CI / Jenkins
The main CI infrastructure is maintained at https://jenkins.cilium.io/
Triggering Pull-Request Builds With Jenkins
To ensure that build resources are used judiciously, builds on Jenkins are manually triggered via comments on each pull-request that contain “trigger-phrases”. Only members of the Cilium GitHub organization are allowed to trigger these jobs.
Depending on the PR target branch, a specific set of jobs is marked as required, as per the Cilium CI matrix. They will be automatically featured in PR checks directly on the PR page. The following trigger phrases may be used to trigger them all at once:
PR target branch | Trigger required PR jobs |
---|---|
master | /test |
v1.11 | /test-backport-1.11 |
v1.10 | /test-backport-1.10 |
v1.9 | /test-backport-1.9 |
For master
PRs: on top of /test
, one may use /test-missed-k8s
to trigger all non-required K8s versions on Kernel 4.9 as per the Cilium CI matrix.
For a full list of Jenkins PR jobs, see Jenkins (PR tab). Trigger phrases are configured within each job’s build triggers advanced options.
There are some feature flags based on Pull Requests labels, the list of labels are the following:
area/containerd
: Enable containerd runtime on all Kubernetes test.ci/net-next
: Run tests on net-next kernel. This causes the/test
target to only run on the net-next kernel. It is purely for testing on a different kernel, to merge a PR it must pass the CI without this flag.
Retrigger specific jobs
For all PRs: one may manually retrigger a specific job (e.g. in case of a flake) with the individual trigger featured directly in the PR check’s name (e.g. for K8s-1.20-kernel-4.9 (test-1.20-4.9)
, use /test-1.20-4.9
).
This works for all displayed Jenkins tests.
Testing with race condition detection enabled
Optional non-required Jenkins are available for running the test suite with race condition detection enabled, and may be triggered using the trigger phrase /test-race
.
For a full list of Jenkins PR jobs with race detection enabled, see Jenkins (Race Detection tab). Trigger phrases are configured within each job’s build triggers advanced options.
Using Jenkins for testing
Typically when running Jenkins tests via one of the above trigger phases, it will run all of the tests in that particular category. However, there may be cases where you just want to run a single test quickly on Jenkins and observe the test result. To do so, you need to update the relevant test to have a custom name, and to update the Jenkins file to focus that test. Below is an example patch that shows how this can be achieved.

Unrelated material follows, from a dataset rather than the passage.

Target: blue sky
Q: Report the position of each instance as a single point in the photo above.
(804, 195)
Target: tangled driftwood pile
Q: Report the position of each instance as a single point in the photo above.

diff --git a/ginkgo.Jenkinsfile b/ginkgo.Jenkinsfile
index ee17808748a6..637f99269a41 100644
--- a/ginkgo.Jenkinsfile
+++ b/ginkgo.Jenkinsfile
@@ -62,10 +62,10 @@ pipeline {
steps {
parallel(
"Runtime":{
- sh 'cd ${TESTDIR}; ginkgo --focus="RuntimeValidated" --tags=integration_tests'
+ sh 'cd ${TESTDIR}; ginkgo --focus="XFoooo" --tags=integration_tests'
},
"K8s-1.9":{
- sh 'cd ${TESTDIR}; K8S_VERSION=1.9 ginkgo --focus="K8sValidated" --tags=integration_tests ${FAILFAST}'
+ sh 'cd ${TESTDIR}; K8S_VERSION=1.9 ginkgo --focus="K8sFooooo" --tags=integration_tests ${FAILFAST}'
},
failFast: true
)
diff --git a/test/k8s/nightly.go b/test/k8s/nightly.go
index 62b324619797..3f955c73a818 100644
--- a/test/k8s/nightly.go
+++ b/test/k8s/nightly.go
@@ -466,7 +466,7 @@ var _ = Describe("NightlyExamples", func() {
})
- It("K8sValidated Updating Cilium stable to master", func() {
+ FIt("K8sFooooo K8sValidated Updating Cilium stable to master", func() {
podFilter := "k8s:zgroup=testapp"
//This test should run in each PR for now.
Jobs Overview
Cilium-PR-Ginkgo-Tests-Validated
Runs validated Ginkgo tests which are confirmed to be stable and have been verified. These tests must always pass.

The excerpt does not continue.